In a medium saucepan, combine 1 1/2 cups cooked rice, 1 1/2 cups milk, sugar and salt. Cook over medium heat until thick and creamy, 15 to 20 min. Stir in remaining 1/2 cup milk, beaten egg and raisins. Cook 2 minutes more, stirring constantly. Remove from heat, and stir in butter and vanilla. Serve warm. Cinnamon and Nutmeg optional toppings

I've tried dozens of rice pudding recipes. This is my family's favorite! It is quick and easy to make and can all be done on the stove top!

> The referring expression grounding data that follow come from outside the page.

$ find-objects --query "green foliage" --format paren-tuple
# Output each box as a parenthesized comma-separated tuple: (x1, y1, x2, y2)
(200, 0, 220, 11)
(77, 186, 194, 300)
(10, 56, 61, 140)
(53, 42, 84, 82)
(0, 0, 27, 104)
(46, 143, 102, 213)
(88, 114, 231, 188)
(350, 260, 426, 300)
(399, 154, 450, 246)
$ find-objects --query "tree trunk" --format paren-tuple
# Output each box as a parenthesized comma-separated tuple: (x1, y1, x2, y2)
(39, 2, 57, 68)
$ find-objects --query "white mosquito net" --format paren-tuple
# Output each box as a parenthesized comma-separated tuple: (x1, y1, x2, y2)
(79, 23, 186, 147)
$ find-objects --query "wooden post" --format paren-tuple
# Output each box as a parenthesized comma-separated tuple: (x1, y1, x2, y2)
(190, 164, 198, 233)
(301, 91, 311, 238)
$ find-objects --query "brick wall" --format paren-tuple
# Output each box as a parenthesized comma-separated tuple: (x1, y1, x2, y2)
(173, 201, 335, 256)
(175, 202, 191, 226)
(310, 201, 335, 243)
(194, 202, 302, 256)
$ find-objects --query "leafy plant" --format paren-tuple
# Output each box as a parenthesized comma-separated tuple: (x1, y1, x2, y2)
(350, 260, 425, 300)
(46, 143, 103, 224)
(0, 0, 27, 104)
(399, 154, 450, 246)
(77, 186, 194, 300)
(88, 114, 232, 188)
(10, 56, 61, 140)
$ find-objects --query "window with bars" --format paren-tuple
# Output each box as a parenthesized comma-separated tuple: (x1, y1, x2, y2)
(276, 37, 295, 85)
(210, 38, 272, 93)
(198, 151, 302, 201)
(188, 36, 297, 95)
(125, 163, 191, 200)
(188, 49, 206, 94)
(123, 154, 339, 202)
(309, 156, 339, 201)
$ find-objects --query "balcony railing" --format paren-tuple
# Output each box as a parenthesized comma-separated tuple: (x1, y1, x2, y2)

We can never make less than a double batch! :)

Mexican Skillet Rice

3/4 pound lean ground pork or beef (I use beef)
1 medium onion, chopped
1-1/2 Tbs. chili powder
1 tsp ground cumin
1/2 tsp salt
3 cups cooked brown rice (white works also) instant not so good
1 (16 ounce) can pinto or black beans, drained (I don't drain)
2 (4 ounce) cans diced green chillies
1 cup of your favorite salsa
Fresh cilantro sprig for garnish :)

Cook meat in large skillet over medium-high heat until brown, stirring to crumble; drain. Return meat to skillet. Add onion, chili powder, cumin and salt; cook until onion is soft but not brown. (I cook my onion with my meat) Stir in rice, beans, salsa and chilies; thoroughly heat.
Serve immediately. My family likes to put it in tortillas and eat it burrito style. It tastes great by itself also.

This recipe is a great way to use leftover rice. I intentionally cook a couple of cups of rice extra just to have it for this recipe.